Laura Poggiolini Note di Calcolo delle Probabilità. Pitagora Editrice.
Notes to be doenloaded from the web (will be made available during the course)
Learning Objectives
Introduction to methods and results of probability and statistics
Prerequisites
Topics from the courses Analisi Matematica I e II, Geometria e Algebra lineare
Teaching Methods
Classes
Type of Assessment
The exam is divided:
in a written part whose objective is the capability of applying the topics of the course to simple examples e the knowledge of the main results of the subject;
in an oral part whose obective is to verify the theoretical knowledge of the topics of the course
Course program
Elements of probability theory: probability spaces, random variables, expected value, variance, moments. Some examples of random variables: binomial, Poisson, Gaussian r.v. Conditional probability, Bayes theorem, independence of events and of random variables. Conditional expectation. Markov and Chebychev inequalities. Large number theorems, Central Limit Theorem.

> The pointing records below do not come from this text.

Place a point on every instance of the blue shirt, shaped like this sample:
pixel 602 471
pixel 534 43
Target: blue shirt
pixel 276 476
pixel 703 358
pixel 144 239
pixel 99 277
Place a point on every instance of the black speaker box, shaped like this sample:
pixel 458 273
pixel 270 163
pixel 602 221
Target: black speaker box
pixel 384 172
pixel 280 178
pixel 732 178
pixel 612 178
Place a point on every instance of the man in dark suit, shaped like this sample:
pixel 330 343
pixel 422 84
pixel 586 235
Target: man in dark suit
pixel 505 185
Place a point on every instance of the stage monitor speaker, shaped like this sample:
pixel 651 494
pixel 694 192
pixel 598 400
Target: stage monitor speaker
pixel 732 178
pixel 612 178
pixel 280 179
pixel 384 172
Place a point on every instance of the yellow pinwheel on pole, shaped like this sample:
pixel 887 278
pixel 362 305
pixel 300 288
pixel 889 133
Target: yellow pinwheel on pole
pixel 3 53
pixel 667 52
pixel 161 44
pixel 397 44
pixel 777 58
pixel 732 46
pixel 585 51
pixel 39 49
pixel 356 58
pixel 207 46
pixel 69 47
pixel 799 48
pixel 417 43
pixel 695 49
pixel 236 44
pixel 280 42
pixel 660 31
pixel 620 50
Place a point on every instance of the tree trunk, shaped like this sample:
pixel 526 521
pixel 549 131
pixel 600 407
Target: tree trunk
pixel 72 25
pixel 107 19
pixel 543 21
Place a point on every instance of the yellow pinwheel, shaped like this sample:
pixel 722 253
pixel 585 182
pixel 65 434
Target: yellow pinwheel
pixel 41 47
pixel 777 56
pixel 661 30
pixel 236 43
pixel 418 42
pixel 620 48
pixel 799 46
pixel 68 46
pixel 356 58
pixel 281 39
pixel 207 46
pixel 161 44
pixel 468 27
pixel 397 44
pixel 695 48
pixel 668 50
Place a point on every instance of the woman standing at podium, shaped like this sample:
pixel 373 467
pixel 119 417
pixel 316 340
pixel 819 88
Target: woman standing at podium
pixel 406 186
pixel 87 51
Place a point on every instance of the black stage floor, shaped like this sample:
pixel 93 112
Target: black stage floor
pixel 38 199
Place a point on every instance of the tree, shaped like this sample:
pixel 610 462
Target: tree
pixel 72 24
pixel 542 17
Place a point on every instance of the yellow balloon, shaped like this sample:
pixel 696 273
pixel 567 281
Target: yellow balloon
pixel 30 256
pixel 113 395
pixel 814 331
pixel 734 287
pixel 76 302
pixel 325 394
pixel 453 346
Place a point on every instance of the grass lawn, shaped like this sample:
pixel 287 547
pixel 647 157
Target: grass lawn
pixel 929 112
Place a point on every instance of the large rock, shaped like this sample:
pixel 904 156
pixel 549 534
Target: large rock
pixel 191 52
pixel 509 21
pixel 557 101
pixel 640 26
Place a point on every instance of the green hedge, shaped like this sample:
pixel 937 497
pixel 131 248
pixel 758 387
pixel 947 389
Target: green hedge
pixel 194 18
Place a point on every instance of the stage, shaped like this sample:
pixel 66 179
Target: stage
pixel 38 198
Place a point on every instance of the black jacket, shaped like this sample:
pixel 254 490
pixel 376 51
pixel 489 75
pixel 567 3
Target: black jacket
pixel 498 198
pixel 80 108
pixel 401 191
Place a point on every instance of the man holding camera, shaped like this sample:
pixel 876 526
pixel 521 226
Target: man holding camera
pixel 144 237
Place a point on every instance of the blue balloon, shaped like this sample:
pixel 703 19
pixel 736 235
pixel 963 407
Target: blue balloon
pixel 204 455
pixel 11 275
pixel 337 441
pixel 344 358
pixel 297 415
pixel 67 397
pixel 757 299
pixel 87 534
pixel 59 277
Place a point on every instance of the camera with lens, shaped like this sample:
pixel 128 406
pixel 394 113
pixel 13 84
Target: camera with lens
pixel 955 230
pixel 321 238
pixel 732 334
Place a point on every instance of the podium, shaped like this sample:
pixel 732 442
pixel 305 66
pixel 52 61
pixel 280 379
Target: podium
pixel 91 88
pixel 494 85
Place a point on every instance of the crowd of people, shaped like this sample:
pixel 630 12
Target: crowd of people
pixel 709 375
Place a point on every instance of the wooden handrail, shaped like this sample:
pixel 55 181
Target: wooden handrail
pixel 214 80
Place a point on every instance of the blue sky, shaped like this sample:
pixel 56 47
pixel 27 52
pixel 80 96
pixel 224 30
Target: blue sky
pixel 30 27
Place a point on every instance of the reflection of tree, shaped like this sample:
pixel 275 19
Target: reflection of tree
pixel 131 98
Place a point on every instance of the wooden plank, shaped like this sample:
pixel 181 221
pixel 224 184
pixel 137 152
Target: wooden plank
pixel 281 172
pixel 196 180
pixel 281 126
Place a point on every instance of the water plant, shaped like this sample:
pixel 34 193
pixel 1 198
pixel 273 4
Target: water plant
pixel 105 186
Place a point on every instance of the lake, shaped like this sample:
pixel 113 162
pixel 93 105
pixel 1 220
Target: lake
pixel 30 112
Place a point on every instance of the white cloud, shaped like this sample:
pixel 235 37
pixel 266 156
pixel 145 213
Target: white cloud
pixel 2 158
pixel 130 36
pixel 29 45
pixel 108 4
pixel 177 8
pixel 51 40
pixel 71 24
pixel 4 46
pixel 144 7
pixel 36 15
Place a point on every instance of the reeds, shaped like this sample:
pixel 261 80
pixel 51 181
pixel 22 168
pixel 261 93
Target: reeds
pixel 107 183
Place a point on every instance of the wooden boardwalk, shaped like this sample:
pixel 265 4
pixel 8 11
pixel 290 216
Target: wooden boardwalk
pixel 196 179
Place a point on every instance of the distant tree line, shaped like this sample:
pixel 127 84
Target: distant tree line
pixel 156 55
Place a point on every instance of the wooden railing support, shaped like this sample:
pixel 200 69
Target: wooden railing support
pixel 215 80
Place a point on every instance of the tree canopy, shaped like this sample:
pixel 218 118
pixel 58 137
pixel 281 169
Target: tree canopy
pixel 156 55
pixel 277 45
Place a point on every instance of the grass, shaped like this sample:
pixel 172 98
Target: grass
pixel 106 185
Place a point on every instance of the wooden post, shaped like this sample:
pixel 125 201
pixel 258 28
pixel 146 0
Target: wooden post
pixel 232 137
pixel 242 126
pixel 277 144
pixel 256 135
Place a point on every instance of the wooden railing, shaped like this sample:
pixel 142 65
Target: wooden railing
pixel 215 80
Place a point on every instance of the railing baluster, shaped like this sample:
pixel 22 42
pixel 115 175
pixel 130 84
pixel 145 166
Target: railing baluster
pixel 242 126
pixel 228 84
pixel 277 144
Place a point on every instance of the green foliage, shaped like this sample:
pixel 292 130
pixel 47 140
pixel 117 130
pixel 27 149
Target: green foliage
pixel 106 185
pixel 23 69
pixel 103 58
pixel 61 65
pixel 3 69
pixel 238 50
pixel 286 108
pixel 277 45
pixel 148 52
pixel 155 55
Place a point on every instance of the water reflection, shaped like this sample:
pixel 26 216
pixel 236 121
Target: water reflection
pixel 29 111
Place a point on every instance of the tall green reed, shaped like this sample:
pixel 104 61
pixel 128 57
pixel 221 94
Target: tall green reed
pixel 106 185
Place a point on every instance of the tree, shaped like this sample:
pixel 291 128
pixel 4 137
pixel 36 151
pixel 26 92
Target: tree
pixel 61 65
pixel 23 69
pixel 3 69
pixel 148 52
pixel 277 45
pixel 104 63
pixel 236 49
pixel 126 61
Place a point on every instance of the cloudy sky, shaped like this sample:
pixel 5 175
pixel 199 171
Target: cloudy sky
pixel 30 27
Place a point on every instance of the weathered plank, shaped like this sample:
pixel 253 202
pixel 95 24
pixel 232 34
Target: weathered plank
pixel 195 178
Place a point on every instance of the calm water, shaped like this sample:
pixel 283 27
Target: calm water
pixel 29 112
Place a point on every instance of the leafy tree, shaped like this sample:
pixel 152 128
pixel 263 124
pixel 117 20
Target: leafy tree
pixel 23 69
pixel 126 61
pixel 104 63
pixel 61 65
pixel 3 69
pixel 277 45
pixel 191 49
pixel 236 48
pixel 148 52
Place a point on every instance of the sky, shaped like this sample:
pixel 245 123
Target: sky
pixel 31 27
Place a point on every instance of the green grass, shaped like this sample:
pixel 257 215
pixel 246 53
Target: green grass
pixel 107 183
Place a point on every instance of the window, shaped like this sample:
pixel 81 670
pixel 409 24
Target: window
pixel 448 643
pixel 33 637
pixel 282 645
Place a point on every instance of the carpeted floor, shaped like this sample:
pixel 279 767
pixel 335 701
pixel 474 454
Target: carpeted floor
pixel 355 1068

Measure theory: Lebesgue measure, Lebesgue integral. abstract measures and probability measures. An introduction to stochastic processes: covariance and correlation. Martingales and Brownian motion.
Topics from statistics: sampling, confidence intervals, Statistical hypothesis testing, consistent estimators, non-bias estimators. Estimators of sample mean and sample variance. Student's t distribution, chi-square distribution, Pearson's chi-squared test. Regression, maximal likelihood.